SHE is used to cooking her Mauritian-inspired one-pot dishes for friends and family at home.

But tonight a woman from Southampton will don the famous white apron as she battles to become this year’s MasterChef champion.

Shelina Permalloo, 29, will go head-to-head with fellow competitors Andrew Kojima and Tom Rennolds to be crowned the eighth winner of the popular BBC One show.

Over the past seven weeks the former Regents Park pupil has used her culinary skills to wow judges Greg Wallace and John Torode and fend off 22 other challengers.

She said: “I’m so proud to have made it to the final three. Obviously you enter a competition to win it but I’m just so happy to be here. I never thought I would make it this far.

“I remember the first time I stepped into the MasterChef kitchen so clearly. I could actually hear my heart beating – I thought I was going to have a heart attack.

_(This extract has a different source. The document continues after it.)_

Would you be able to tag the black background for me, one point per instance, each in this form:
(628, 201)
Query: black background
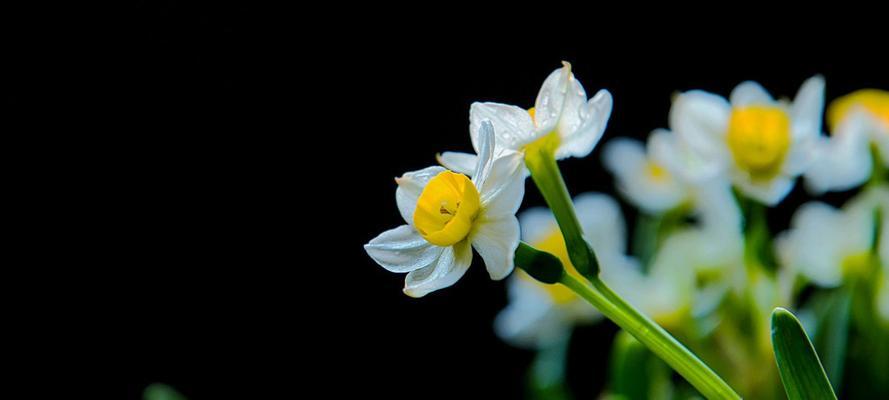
(219, 209)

“I usually cook to relax. I put some music on, have a glass of wine and enjoy myself. But this was totally different.”

But over the weeks she has overcome her nerves to produce some of the most mouth-watering dishes in the competition.

Shelina, who now lives in Tooting with her husband, said: “My best tasting dish to date was the spiced soft-shell crab with lemon and lime compote. It didn’t look great on the plate but the flavours were spot on.”

Shelina, a former diversity manager, started cooking at a young age under the watchful eye of her mother Sheila, who still lives in Shirley.

She said: “I’ve been cooking for as long as I remember, probably on my own since 11 or 12, but helped mum from the age of three.

“My mother taught me to cook by intuition – never by using scales – always by sight and taste, so I developed a strong palate from a young age.

“A Mauritian born in the UK, my upbringing was centred on my family sitting down and having food together every evening, no matter what.”

To see if Shelina can clinch the title tune in to MasterChef: The Final, tonight, 9pm, BBC One.